The NCAA has concluded its investigation, finding that Kansas and Self are responsible for five Level One (the most serious level) violations. Kansas has responded to the findings, and the NCAA has responded to the response. If you think it’s over now – that’s all there is to enforcing NCAA rules – you underestimate the NCAA’s ability to complicate things.

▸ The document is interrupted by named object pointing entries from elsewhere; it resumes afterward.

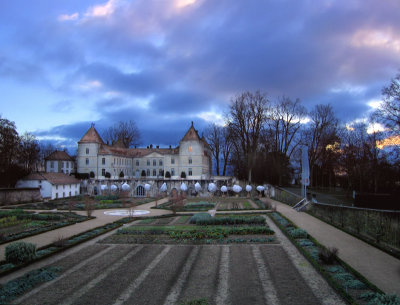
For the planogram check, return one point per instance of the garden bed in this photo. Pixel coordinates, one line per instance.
(350, 284)
(63, 244)
(79, 203)
(181, 234)
(17, 224)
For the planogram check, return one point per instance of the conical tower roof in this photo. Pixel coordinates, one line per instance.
(191, 135)
(91, 136)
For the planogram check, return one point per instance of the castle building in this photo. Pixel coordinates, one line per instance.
(100, 160)
(59, 162)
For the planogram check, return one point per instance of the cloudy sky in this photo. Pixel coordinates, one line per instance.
(165, 63)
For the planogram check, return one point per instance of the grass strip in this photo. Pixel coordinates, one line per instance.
(282, 222)
(19, 286)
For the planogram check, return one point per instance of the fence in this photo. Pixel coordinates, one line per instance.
(284, 196)
(374, 225)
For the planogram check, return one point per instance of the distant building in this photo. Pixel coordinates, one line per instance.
(52, 185)
(192, 156)
(59, 162)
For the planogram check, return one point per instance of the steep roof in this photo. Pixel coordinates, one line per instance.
(91, 136)
(59, 155)
(53, 178)
(191, 135)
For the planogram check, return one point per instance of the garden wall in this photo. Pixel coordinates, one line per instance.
(20, 195)
(374, 225)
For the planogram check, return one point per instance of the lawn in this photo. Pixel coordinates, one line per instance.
(16, 224)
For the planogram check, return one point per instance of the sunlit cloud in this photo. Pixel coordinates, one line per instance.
(377, 39)
(375, 127)
(374, 104)
(184, 3)
(90, 85)
(102, 10)
(348, 88)
(66, 17)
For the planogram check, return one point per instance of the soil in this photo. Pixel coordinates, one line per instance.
(157, 274)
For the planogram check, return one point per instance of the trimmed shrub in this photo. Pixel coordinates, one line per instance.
(199, 216)
(328, 255)
(30, 280)
(297, 233)
(20, 252)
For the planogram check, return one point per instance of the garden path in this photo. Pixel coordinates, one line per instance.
(101, 219)
(381, 269)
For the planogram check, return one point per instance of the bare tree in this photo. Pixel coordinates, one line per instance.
(220, 144)
(284, 120)
(245, 122)
(320, 133)
(126, 132)
(29, 151)
(389, 110)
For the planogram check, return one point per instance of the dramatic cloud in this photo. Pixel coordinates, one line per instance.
(167, 63)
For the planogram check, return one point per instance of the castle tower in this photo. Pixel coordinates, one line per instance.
(88, 148)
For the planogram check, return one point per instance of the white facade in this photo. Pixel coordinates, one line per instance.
(193, 157)
(53, 166)
(49, 187)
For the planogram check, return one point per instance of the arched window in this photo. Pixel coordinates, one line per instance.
(140, 191)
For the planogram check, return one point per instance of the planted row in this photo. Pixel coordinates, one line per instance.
(348, 282)
(204, 220)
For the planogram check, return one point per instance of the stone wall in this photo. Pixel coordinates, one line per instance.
(93, 187)
(20, 195)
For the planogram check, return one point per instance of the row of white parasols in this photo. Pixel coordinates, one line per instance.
(211, 187)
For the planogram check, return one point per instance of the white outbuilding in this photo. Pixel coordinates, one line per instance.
(52, 185)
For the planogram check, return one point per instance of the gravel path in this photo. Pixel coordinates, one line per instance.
(170, 274)
(381, 269)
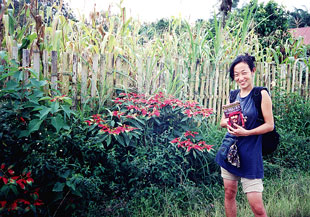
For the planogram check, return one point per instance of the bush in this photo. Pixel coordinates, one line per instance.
(292, 115)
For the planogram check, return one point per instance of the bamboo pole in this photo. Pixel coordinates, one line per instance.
(294, 76)
(307, 89)
(36, 63)
(15, 54)
(94, 76)
(103, 76)
(202, 84)
(26, 63)
(288, 76)
(191, 80)
(54, 72)
(197, 81)
(65, 74)
(220, 92)
(215, 90)
(74, 79)
(273, 80)
(84, 79)
(300, 78)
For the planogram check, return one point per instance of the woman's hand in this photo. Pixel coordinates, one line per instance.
(239, 131)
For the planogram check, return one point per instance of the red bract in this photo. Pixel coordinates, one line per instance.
(30, 180)
(5, 180)
(176, 140)
(3, 203)
(189, 145)
(38, 203)
(190, 133)
(22, 119)
(11, 172)
(88, 122)
(13, 206)
(28, 174)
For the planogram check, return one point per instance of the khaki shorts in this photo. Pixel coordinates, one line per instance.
(248, 185)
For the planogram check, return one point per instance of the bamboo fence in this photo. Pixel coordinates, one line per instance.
(96, 76)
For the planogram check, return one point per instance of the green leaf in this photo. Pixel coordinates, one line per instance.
(34, 125)
(71, 185)
(45, 98)
(109, 140)
(11, 85)
(55, 107)
(23, 133)
(66, 109)
(37, 83)
(58, 187)
(58, 122)
(65, 174)
(120, 139)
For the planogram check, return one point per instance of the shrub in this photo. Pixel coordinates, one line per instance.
(292, 115)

Now, the Kansas case will be run through the Independent Accountability Resolution Process developed by Condoleeza Rice and her commission of earnest muddlers.
Here’s a thumbnail of how the IARP works:
The Infractions Referral Committee will decide whether to send the file to the Complex Case Unit. Then, based upon the CCU’s findings, the penalty phase will be handled by the Independent Resolution Panel.
This sounds like a Monty Python sketch making fun of the inanity of bureaucracy, but it’s not satire. The NCAA built this wild trapeze to allow college basketball’s problems to turn dazzling airborne somersaults while being conveyed from one platform to another and back again without actually going anywhere.
For people who crave justice served to coaches who violate rules enacted needed to keep college basketball fair, a lack of resolution is very frustrating. Realists understand that people in charge at Power Five schools are repulsed by enforcement and punishment for blue bloods because it does nothing but diminish the popularity and profitability of the game.
College basketball is a business, and while it sucks that programs like Kansas violate rules in order to gain an advantage over programs that don’t, the cost of holding them accountable is too high. So the NCAA convenes a silly tribunal of career bureaucrats to develop a maze of committees where infractions can wither before fan disinterest renders them trivial.
Look at North Carolina State, a not-quite blue blood member of the ACC. The NCAA has found that assistant coach Orlando Early provided Dennis Smith and his people over $46,000 when the Wolfpack recruited him in 2015. Smith played one year before jumping to the NBA in 2017.
Yesterday, it was announced the Complex Case Unit will handle the next step toward holding the university and coaches accountable. Early has not coached at NC State since 2017 and head coach Mark Gottfried moved on to Cal State Northridge in 2018, but the NCAA is still plodding toward resolution?
Where is the disincentive to cheat in this ludicrous system? The only big time programs that are ever held accountable are those whose self-report and accept the NCAA’s penalties without a fight.
Indiana told the NCAA all about the impermissible phone calls Kelvin Sampson and assistant Rob Senderoff made, then accepted sanctions even after showing Sampson and Senderoff the door. The program paid dearly while Sampson and Senderoff are currently head coaches at Houston and Kent State.
Louisville also took matters into its own hands as it dealt with entrenched cheating by Rick Pitino’s staff that involved prostitutes for players and recruits and cash payments to the father of at least one recruit. U of L fired Pitino and megalomaniac athletic director Tom Jurich. The NCAA vacated Louisville’s National Championship and issued other penalties for violations related to the hookers. The gavel hasn’t yet fallen on the Cardinals for assistant coach Kenny Johnson giving cash to Brian Bowen’s dad.
If the NCAA really wanted to fix corruption in college basketball, it would have authorized people concerned with justice to develop a system of accountability rather than impanel a council of pencil pushers who have made serving on committees and cabinets their life’s work.
The NCAA will one day conclude the work necessary to finally render judgment against Kansas and North Carolina State, but those responsible will have been paid many millions more for success earned through the cheating the NCAA claims to condemn.
In the meantime, people who value rules and justice will bitch and moan about the hypocrisy of a rule book no one is interested in enforcing.
So it has always been – and will always be.